An electron is to be removed from the first energy level of hydrogen atom .How much energy is required for this purpose ?

To determine the energy required to remove an electron from the first energy level of a hydrogen atom, we can follow these steps: ### Step-by-Step Solution: 1. **Understand the Concept**: - When we talk about removing an electron from an atom, we are referring to the process of ionization.

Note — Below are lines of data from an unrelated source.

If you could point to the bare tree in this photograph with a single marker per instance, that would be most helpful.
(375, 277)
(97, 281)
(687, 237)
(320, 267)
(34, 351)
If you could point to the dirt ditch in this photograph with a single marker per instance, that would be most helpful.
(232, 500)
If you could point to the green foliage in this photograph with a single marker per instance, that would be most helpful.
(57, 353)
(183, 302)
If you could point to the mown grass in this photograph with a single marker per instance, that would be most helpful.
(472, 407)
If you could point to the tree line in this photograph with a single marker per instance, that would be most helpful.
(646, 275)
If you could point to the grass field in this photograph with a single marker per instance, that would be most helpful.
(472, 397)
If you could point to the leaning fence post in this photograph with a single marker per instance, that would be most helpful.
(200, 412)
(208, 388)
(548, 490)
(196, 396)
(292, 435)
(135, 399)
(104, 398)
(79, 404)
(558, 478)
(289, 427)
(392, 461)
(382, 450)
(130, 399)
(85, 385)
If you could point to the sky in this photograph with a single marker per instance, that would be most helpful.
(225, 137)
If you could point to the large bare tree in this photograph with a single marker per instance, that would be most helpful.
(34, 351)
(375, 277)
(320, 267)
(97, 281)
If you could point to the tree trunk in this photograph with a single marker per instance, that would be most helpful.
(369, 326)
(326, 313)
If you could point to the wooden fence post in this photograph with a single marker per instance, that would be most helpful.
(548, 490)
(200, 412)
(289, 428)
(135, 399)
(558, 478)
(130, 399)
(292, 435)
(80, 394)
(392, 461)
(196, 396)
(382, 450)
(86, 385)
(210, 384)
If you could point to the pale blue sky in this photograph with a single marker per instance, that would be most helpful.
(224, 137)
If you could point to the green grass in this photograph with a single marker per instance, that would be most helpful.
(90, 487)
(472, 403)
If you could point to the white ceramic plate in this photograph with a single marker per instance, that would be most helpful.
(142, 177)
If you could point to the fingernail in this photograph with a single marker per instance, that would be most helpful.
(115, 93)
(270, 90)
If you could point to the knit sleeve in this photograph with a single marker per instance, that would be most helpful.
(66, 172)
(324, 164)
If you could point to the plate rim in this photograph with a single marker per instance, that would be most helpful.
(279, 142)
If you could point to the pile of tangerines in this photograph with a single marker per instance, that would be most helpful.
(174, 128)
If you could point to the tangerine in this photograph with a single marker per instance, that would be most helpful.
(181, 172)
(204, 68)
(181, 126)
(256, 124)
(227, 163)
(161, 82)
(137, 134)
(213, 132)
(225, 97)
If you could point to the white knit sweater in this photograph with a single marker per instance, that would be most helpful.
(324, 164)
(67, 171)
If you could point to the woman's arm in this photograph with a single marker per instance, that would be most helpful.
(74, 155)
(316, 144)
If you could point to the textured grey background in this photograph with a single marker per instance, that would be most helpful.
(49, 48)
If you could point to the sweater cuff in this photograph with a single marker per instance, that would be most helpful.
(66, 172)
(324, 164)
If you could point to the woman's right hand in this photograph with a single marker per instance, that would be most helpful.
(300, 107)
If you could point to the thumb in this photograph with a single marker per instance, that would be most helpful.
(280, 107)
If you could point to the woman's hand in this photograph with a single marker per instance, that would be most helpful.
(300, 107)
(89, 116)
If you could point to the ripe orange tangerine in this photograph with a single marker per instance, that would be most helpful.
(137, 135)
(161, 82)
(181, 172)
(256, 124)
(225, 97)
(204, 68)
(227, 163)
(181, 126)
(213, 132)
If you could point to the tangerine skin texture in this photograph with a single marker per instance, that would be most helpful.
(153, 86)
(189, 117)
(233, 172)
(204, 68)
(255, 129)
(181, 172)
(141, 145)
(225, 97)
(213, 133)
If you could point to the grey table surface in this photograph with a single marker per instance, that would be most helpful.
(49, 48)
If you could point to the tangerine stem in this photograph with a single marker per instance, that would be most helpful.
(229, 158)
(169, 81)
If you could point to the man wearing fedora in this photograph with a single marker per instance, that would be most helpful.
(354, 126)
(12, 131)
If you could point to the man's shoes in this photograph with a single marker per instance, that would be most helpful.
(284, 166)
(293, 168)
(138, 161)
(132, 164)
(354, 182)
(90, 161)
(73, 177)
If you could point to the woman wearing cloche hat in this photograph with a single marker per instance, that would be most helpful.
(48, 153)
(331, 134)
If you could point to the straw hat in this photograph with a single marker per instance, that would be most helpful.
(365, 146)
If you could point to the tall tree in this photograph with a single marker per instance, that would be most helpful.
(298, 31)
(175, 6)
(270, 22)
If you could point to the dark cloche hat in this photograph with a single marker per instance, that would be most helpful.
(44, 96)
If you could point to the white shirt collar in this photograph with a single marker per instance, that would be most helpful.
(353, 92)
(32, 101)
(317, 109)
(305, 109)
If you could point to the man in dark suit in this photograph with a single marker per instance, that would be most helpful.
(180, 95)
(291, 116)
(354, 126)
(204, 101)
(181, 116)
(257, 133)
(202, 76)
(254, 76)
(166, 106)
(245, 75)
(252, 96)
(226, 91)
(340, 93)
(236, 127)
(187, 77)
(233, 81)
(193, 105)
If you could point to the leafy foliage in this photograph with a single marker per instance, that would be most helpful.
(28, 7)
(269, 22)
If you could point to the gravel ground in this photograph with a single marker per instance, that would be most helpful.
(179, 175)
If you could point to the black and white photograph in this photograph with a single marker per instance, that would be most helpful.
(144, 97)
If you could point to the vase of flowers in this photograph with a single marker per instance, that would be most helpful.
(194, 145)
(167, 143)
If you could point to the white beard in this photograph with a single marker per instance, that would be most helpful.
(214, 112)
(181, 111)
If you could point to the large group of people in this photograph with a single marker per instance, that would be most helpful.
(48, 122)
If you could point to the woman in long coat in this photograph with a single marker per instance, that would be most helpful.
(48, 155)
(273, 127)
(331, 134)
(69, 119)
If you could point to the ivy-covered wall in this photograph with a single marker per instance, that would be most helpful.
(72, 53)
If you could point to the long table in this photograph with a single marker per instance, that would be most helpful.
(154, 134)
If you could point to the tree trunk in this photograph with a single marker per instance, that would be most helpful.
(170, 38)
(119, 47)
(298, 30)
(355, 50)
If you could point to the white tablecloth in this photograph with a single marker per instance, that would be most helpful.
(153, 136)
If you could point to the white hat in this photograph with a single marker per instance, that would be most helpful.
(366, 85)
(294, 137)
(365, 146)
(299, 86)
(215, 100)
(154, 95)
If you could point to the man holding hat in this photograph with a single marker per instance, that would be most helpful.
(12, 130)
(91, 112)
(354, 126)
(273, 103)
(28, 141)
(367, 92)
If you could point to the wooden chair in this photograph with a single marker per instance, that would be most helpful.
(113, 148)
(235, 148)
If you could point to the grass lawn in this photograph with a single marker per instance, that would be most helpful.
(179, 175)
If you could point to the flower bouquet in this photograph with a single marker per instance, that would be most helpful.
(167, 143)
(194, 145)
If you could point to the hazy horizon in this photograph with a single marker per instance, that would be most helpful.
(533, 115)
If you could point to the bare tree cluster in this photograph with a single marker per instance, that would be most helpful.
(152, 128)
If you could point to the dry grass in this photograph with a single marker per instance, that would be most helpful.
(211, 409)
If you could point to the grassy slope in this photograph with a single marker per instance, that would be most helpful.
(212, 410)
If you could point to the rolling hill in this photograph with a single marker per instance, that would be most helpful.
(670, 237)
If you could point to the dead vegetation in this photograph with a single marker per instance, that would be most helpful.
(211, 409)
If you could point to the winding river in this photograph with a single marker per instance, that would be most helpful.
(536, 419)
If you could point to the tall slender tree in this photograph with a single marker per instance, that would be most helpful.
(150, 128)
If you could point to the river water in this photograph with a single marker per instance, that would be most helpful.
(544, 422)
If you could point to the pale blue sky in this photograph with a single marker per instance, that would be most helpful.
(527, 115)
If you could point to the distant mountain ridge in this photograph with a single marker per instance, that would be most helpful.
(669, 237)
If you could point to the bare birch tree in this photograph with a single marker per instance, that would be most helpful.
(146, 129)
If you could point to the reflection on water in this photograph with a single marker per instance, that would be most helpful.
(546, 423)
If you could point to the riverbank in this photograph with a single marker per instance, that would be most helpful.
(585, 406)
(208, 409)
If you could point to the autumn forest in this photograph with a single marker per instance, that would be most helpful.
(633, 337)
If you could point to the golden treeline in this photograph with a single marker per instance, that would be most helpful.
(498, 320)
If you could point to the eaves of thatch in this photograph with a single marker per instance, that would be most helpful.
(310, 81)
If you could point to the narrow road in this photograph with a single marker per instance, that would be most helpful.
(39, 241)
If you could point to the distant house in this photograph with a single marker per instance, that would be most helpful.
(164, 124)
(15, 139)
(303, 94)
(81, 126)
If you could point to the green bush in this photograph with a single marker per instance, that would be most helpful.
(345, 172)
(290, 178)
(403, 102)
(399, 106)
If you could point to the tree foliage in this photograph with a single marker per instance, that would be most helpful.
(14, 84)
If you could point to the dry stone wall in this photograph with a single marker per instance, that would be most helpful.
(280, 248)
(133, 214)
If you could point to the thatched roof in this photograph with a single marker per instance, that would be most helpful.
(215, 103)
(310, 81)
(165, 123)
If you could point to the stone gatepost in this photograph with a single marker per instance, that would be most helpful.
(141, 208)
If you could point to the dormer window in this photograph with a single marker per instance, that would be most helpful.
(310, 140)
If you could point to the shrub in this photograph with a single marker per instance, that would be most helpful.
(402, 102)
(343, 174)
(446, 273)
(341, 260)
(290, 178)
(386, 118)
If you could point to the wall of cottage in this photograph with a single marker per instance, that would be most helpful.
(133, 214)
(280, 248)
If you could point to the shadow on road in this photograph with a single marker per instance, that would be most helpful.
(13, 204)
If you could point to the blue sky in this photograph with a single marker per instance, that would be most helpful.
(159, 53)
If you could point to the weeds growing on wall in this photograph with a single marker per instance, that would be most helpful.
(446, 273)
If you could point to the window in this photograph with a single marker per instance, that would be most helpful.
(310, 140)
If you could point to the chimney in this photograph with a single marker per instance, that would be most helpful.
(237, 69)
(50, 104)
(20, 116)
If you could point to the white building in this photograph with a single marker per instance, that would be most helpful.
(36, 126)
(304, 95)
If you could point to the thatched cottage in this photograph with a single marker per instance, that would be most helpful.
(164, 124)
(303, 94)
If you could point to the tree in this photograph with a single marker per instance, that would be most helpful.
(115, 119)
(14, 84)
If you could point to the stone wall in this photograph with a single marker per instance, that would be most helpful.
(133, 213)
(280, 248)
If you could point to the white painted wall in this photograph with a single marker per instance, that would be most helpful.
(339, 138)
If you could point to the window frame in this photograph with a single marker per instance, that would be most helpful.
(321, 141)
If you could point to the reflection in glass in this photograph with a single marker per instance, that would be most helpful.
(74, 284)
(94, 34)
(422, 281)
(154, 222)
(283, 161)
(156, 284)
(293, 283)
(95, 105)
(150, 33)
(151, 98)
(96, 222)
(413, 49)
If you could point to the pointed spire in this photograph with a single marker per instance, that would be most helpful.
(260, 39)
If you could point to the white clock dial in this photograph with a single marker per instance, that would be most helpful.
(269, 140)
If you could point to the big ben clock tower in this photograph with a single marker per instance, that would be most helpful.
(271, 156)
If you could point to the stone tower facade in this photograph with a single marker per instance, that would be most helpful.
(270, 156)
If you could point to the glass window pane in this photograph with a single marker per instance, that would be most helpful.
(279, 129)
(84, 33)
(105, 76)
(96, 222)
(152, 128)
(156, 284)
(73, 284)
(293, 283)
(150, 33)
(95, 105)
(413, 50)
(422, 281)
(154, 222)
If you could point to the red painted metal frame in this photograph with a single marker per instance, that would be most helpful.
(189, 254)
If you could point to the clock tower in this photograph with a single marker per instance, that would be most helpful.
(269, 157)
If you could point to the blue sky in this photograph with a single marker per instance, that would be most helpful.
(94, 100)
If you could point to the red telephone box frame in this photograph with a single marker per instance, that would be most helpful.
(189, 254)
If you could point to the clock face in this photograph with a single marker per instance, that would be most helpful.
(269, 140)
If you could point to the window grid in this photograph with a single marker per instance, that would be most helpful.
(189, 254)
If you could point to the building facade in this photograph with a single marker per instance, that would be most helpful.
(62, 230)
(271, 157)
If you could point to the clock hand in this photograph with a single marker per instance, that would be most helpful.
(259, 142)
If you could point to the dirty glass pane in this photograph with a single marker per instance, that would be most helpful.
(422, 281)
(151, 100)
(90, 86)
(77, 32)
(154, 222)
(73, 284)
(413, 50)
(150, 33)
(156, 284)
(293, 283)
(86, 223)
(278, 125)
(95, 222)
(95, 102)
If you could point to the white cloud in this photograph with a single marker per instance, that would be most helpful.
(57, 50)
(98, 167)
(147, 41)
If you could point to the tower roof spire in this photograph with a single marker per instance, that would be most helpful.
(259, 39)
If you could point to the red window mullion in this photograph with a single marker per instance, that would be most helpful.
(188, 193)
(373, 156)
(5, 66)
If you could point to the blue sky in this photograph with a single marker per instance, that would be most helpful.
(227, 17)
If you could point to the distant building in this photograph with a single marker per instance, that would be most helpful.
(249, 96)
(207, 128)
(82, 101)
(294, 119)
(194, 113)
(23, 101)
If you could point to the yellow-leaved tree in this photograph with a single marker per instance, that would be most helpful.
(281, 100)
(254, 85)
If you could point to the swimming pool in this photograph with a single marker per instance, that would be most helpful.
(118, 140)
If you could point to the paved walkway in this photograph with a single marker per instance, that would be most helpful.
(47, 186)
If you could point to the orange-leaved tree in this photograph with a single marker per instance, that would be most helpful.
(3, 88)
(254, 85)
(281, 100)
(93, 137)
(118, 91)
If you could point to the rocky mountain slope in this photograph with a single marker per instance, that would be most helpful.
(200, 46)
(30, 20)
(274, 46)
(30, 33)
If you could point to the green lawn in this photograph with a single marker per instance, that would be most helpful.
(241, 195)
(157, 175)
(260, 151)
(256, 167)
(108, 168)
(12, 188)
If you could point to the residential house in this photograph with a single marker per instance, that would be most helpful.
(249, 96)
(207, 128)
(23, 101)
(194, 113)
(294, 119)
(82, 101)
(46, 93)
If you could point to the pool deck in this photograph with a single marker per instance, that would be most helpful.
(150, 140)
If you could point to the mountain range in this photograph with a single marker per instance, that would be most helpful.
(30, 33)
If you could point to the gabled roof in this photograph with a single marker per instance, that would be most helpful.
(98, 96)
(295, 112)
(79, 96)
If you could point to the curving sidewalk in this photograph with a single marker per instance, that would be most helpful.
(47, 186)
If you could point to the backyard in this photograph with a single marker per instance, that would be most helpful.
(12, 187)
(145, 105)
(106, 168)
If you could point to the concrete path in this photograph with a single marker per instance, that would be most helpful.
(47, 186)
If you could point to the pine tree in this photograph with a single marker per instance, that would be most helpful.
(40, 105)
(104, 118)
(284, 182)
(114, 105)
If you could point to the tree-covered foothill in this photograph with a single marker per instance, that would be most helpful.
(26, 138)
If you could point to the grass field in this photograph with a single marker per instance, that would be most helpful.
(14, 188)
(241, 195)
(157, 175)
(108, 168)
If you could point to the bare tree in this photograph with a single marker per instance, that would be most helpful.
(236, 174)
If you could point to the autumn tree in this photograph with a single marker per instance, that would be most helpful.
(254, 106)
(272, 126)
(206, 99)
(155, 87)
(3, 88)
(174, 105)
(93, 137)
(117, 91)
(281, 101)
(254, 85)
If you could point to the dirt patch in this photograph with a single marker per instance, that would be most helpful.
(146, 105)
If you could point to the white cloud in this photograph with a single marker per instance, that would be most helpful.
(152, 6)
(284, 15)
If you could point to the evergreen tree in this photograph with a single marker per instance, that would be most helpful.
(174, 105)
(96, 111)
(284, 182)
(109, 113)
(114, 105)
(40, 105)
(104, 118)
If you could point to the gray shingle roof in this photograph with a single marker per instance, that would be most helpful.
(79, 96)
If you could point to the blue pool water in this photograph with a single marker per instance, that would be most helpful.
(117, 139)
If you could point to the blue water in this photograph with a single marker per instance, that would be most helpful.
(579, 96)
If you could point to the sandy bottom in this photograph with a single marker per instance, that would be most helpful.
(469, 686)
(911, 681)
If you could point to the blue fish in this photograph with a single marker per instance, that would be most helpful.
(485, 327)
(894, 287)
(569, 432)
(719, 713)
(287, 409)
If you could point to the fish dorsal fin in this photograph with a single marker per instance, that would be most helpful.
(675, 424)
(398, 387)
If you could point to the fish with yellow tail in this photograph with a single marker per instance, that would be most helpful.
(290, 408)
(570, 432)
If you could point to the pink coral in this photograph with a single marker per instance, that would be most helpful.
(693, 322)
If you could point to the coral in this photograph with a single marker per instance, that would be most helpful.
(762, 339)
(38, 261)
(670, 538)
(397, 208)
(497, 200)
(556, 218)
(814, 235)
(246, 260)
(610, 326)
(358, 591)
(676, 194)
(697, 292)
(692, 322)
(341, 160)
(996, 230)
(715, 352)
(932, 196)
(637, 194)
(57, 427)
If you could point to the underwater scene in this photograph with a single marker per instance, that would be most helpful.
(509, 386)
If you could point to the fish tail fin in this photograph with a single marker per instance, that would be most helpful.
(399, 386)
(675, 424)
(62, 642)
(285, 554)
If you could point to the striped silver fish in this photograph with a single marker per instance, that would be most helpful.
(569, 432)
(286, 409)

In this case, we are removing an electron from the first energy level (n=1) of a hydrogen atom. 2. **Identify the Relevant Formula**: - The energy of an electron in a hydrogen atom can be calculated using the formula: \[ E = -\frac{13.6 \, Z^2}{n^2} \] - Where: - \(E\) is the energy of the electron, - \(Z\) is the atomic number of the element (for hydrogen, \(Z = 1\)), - \(n\) is the principal quantum number (energy level). 3. **Set Up the Calculation for Ionization**: - To find the energy required to remove the electron from the first energy level (n=1) to infinity (n=∞), we will use the formula: \[ E = -\frac{13.6 \, Z^2}{n^2} \Bigg|_{n=1} \text{ to } n=\infty \] - This means we will calculate the energy at \(n=1\) and \(n=\infty\). 4. **Calculate the Energy at n=1**: - Plugging in the values: \[ E_{n=1} = -\frac{13.6 \times 1^2}{1^2} = -13.6 \, \text{eV} \] 5. **Calculate the Energy at n=∞**: - At \(n=\infty\), the energy is: \[ E_{n=\infty} = -\frac{13.6 \times 1^2}{\infty^2} = 0 \, \text{eV} \] 6. **Determine the Energy Required for Ionization**: - The energy required to remove the electron from n=1 to n=∞ is the difference between the two energy states: \[ \text{Energy required} = E_{n=\infty} - E_{n=1} = 0 - (-13.6) = 13.6 \, \text{eV} \] ### Final Answer: The energy required to remove an electron from the first energy level of a hydrogen atom is **13.6 eV**. ---